Pour les victimes-survivantes, le préjudice ne se limite pas à la violation elle-même, mais englobe aussi le traumatisme qui s’ensuit et qui continue de façonner leur réalité émotionnelle, sociale et économique bien après les faits. Dans certains contextes, des abus ont laissé des femmes enceintes et sans soutien, les contraignant à élever seules leurs enfants, souvent dans la pauvreté. La Mission des Nations Unies pour la stabilisation en Haïti (MINUSTAH), déployée de 2004 à 2017, est devenue l’un des exemples les plus tristement connus de telles violations, des membres des forces de maintien de la paix ayant exploité des filles et des femmes avant de retourner dans leur pays d’origine, laissant derrière eux des familles sans reconnaissance ni soutien. Ces expériences peuvent créer des obstacles qui perdurent toute une vie : interruption de la scolarité, possibilités d’emploi limitées, aggravation des difficultés économiques et stigmatisation liée à la fois aux abus subis et à l’enfant qui en est issu.

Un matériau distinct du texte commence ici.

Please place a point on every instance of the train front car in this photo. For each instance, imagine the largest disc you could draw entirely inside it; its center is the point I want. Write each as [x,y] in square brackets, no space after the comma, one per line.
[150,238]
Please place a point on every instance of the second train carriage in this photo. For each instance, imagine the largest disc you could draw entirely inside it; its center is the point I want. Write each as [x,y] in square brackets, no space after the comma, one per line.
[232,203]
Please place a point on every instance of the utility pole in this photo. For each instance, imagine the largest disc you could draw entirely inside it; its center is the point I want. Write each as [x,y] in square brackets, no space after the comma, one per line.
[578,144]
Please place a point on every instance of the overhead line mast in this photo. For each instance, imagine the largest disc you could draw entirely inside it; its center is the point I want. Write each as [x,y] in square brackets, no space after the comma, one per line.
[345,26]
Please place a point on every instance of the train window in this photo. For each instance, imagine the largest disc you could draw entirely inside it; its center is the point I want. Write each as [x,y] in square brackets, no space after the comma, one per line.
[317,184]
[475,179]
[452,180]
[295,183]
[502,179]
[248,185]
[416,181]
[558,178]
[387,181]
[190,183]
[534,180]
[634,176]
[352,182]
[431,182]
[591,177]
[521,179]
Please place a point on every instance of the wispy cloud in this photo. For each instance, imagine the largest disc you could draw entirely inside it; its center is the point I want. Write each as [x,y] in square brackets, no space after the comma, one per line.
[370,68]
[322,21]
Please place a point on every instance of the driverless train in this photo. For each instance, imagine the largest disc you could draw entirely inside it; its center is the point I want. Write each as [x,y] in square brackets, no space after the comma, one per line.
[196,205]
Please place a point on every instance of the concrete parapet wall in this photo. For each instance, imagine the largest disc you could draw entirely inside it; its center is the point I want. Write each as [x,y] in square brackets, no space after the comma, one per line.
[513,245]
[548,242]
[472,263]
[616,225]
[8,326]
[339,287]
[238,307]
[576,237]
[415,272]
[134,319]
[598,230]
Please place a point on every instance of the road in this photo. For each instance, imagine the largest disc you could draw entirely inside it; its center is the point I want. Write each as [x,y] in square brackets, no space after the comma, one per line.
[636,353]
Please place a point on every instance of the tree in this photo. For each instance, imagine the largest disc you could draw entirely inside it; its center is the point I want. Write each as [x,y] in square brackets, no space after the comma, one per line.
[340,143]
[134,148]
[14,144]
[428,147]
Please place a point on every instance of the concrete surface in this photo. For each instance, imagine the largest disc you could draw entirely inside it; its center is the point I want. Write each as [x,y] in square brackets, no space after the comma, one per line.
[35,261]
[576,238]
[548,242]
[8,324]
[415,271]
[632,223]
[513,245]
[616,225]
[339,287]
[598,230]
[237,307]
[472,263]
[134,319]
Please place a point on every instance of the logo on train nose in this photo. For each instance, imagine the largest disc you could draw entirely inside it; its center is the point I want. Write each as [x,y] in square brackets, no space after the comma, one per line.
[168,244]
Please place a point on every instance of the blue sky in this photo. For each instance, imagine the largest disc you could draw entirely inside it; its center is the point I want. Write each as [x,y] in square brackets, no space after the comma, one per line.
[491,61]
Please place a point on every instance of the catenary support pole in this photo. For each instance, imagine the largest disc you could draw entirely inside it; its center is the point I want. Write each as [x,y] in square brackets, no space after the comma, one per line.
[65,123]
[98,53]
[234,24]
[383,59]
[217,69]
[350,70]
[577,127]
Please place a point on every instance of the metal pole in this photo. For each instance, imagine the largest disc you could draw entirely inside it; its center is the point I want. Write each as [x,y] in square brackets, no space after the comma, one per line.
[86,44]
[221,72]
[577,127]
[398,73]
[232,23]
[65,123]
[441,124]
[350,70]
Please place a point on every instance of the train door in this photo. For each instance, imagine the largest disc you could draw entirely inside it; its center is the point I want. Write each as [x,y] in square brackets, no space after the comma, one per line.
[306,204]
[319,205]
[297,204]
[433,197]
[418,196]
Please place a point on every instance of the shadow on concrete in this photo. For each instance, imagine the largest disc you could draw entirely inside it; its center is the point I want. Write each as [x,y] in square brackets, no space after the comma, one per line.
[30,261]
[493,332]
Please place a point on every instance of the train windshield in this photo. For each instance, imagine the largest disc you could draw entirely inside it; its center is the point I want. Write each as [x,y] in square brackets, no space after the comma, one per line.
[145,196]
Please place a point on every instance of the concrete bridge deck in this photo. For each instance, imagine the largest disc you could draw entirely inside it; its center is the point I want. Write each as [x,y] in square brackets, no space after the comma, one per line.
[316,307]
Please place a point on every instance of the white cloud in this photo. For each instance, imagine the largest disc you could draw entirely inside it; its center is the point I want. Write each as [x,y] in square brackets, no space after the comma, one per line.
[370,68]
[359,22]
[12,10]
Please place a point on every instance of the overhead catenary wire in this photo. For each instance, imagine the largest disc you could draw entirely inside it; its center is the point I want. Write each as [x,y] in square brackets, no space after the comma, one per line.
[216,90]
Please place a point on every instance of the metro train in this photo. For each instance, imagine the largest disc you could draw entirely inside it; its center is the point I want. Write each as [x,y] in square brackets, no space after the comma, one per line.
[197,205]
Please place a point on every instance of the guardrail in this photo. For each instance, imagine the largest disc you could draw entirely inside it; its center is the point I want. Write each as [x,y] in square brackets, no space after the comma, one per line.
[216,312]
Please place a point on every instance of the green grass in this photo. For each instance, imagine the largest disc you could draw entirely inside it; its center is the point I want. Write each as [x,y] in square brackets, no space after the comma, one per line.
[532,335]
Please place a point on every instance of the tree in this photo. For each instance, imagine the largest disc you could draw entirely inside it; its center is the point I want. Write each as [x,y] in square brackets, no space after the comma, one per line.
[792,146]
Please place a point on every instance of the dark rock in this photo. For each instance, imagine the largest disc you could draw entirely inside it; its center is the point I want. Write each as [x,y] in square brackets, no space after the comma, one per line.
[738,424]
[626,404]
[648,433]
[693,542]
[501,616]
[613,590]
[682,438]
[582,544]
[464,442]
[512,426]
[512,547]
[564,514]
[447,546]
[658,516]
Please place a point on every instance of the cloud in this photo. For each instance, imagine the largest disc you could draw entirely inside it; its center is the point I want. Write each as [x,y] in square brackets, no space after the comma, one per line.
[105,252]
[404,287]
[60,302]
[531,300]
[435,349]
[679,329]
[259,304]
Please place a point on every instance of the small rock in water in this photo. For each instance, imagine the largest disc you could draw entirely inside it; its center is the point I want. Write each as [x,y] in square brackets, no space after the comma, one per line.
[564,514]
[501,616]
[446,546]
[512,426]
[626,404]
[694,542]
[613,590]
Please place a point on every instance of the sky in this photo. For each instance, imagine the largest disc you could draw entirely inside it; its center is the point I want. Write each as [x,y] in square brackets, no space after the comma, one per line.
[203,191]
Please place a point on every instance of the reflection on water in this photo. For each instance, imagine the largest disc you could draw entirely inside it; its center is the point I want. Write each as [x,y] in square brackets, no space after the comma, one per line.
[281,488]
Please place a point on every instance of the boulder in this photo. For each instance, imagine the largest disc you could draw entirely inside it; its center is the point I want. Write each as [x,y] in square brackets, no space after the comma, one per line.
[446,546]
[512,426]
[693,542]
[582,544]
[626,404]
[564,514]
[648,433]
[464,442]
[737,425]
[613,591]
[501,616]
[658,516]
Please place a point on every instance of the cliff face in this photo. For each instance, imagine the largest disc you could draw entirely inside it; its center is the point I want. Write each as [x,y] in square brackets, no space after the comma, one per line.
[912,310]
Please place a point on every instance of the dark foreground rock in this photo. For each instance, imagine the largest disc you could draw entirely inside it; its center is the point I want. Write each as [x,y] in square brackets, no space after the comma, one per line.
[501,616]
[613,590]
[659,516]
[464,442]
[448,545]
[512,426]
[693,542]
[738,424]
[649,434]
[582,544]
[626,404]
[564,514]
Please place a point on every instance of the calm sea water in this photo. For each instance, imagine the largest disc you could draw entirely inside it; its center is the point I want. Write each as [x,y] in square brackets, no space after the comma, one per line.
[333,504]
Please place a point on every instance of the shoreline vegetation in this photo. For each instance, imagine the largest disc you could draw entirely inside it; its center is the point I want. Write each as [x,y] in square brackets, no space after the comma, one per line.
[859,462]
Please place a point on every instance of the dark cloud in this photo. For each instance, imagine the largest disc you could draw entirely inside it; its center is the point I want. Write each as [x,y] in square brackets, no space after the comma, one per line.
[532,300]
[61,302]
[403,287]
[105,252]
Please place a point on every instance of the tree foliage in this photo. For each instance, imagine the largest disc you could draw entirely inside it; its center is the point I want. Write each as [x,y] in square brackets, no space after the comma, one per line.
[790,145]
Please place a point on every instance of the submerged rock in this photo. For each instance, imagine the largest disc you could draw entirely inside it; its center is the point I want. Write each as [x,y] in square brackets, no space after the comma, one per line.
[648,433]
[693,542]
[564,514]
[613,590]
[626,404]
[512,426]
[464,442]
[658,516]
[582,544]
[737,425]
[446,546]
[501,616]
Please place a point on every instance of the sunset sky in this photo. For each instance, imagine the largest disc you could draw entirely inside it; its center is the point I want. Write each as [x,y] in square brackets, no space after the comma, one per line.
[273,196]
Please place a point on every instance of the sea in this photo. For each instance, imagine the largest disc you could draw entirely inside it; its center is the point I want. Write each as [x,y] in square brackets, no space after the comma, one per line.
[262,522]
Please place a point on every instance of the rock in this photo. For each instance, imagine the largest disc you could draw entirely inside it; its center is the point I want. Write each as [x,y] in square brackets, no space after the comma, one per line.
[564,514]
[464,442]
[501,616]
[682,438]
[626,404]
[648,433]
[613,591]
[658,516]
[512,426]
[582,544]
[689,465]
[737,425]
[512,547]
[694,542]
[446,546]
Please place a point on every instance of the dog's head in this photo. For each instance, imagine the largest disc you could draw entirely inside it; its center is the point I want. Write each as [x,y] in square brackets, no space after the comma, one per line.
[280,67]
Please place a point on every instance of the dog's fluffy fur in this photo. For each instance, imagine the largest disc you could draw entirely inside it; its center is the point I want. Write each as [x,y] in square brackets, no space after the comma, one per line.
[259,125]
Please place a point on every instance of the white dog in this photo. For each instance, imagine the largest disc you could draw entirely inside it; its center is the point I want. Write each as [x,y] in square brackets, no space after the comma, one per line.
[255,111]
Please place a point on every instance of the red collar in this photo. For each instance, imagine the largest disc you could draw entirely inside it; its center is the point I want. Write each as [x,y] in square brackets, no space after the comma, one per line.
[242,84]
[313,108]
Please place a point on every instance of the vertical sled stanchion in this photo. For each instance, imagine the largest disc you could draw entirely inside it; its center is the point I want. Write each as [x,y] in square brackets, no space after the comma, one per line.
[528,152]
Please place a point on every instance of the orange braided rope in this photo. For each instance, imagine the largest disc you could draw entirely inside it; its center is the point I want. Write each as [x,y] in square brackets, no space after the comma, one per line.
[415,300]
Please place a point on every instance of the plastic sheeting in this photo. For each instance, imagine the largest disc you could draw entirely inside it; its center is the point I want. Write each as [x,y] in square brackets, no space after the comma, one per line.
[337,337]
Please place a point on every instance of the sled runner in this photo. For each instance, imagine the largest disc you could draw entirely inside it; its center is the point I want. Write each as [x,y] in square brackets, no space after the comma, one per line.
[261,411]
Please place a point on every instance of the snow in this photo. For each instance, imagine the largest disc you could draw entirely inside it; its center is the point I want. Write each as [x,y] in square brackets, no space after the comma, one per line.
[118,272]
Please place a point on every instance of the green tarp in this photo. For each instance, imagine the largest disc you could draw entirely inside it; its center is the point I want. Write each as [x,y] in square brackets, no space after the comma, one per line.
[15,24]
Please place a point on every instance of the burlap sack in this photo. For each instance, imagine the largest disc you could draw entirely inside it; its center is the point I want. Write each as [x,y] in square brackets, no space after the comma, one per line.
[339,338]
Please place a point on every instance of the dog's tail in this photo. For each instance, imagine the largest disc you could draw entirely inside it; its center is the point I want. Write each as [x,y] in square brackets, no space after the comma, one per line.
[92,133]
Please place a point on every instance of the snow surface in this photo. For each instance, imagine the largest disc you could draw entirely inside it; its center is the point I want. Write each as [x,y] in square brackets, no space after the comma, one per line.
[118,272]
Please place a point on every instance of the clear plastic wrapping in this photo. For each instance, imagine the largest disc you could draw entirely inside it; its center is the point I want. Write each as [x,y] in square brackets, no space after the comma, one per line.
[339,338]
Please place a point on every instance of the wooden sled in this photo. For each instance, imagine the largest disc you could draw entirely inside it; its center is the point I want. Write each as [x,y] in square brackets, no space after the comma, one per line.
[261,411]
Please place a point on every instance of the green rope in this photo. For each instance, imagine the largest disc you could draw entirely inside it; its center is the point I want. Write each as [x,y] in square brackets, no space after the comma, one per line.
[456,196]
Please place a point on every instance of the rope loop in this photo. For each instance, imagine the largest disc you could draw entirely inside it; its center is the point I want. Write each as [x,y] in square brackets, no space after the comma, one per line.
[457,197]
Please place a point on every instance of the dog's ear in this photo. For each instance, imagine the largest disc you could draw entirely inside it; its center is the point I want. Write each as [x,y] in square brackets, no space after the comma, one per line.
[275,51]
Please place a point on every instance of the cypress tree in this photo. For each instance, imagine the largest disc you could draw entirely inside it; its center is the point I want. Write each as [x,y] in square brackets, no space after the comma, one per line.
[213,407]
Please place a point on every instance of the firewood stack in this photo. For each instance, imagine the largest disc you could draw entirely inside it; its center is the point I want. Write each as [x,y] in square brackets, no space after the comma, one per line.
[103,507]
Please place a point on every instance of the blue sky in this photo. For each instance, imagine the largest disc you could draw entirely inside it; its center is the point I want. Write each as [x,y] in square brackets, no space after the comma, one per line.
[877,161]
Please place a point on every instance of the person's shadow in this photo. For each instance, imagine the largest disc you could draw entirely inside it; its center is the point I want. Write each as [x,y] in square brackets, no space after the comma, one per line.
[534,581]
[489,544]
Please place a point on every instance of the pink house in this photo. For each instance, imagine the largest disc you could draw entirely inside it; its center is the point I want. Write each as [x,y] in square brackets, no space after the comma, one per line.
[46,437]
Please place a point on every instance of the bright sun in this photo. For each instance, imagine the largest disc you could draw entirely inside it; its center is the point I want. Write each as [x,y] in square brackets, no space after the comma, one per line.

La rupture de confiance est profonde et peut dissuader les survivantes de demander de l’aide ou d’entrer à nouveau en contact avec des organisations humanitaires ou des forces de maintien de la paix.



Les défaillances en matière de sauvegarde portent également préjudice aux organisations. Elles affaiblissent leur crédibilité, fragilisent leurs relations avec les communautés et créent des environnements dangereux pour des personnes qui ont déjà besoin de protection et de soutien. Leur impact ne se limite pas à la réputation : il touche au cœur même de la mission humanitaire. Si l’action du secteur repose sur la protection de la vie et de la dignité, la sauvegarde ne peut être considérée comme un élément facultatif. Elle constitue une expression essentielle des principes mêmes qui ont façonné l’action humanitaire depuis ses débuts.